Shared Library

What is it and how to use it

programming
Author

Hongyang Zhou

Published

April 4, 2020

This is a collection of knowledge about shared/dynamic libraries.

Libraries are an indispensable tool for any programmer. They are pre-existing code that is compiled and ready for you to use. Most larger software projects will contain several components, some of which you may find use for later on in some other project, or that you just want to separate out for organizational purposes. When you have a reusable or logically distinct set of functions, it is helpful to build a library from it so that you do not have to copy the source code into your current project and recompile it all the time - and so you can keep different modules of your program disjoint and change one without affecting others. Once it is been written and tested, you can safely reuse it over and over again, saving the time and hassle of building it into your project every time.

Pros and Cons

A dynamic library offers the following features: * The object modules are not bound into the executable file by the linker during the compile-link sequence; such binding is deferred until runtime. * A shared library module is bound into system memory when the first running program references it. If any subsequent running program references it, that reference is mapped to this first copy. * Maintaining programs is easier with dynamic libraries. Installing an updated dynamic library on a system immediately affects all the applications that use it without requiring relinking of the executable. * Smaller executable file

Deferring binding of the library routines until execution time means that the size of the executable file is less than the equivalent executable calling a static version of the library; the executable file does not contain the binaries for the library routines.

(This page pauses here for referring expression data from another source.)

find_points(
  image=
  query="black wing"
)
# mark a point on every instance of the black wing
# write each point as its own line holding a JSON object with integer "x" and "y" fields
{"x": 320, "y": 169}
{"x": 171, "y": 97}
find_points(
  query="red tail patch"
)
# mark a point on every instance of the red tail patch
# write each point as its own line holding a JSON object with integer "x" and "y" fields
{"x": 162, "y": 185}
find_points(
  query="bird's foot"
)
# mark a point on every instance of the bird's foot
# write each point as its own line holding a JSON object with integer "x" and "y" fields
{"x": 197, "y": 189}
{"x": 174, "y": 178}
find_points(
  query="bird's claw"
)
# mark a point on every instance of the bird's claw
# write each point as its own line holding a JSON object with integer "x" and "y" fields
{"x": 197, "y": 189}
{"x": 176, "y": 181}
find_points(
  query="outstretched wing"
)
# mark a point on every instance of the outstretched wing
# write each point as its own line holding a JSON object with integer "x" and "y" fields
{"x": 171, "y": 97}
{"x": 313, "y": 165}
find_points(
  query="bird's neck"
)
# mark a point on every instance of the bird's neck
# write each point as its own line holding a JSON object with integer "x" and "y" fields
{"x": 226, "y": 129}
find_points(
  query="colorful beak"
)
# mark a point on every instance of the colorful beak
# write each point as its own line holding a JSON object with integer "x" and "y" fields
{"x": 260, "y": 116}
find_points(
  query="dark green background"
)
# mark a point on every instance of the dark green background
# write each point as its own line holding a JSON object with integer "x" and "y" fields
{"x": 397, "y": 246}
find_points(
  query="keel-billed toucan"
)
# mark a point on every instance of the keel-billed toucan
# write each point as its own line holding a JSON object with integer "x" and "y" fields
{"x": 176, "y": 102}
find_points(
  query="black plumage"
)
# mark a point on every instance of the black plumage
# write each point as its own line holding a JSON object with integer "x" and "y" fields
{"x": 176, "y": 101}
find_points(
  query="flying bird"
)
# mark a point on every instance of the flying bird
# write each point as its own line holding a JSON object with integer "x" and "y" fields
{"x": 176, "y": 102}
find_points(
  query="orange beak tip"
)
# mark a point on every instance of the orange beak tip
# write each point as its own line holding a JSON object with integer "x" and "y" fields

  • Possibly smaller process memory utilization

When several processes using the library are active simultaneously, only one copy of the memory resides in memory and is shared by all processes.

  • Possibly increased overhead

Additional processor time is needed to load and link-edit the library routines during runtime. Also, the library’s position-independent coding might execute more slowly than the relocatable coding in a static library.

  • Possible overall system performance improvement

Reduced memory utilization due to library sharing should result in better overall system performance (reduced I/O access time from memory swapping).

Performance profiles among programs vary greatly from one to another. It is not always possible to determine or estimate in advance the performance improvement (or degradation) between dynamic versus static libraries. However, if both forms of a needed library are available to you, it would be worthwhile to evaluate the performance of your program with each.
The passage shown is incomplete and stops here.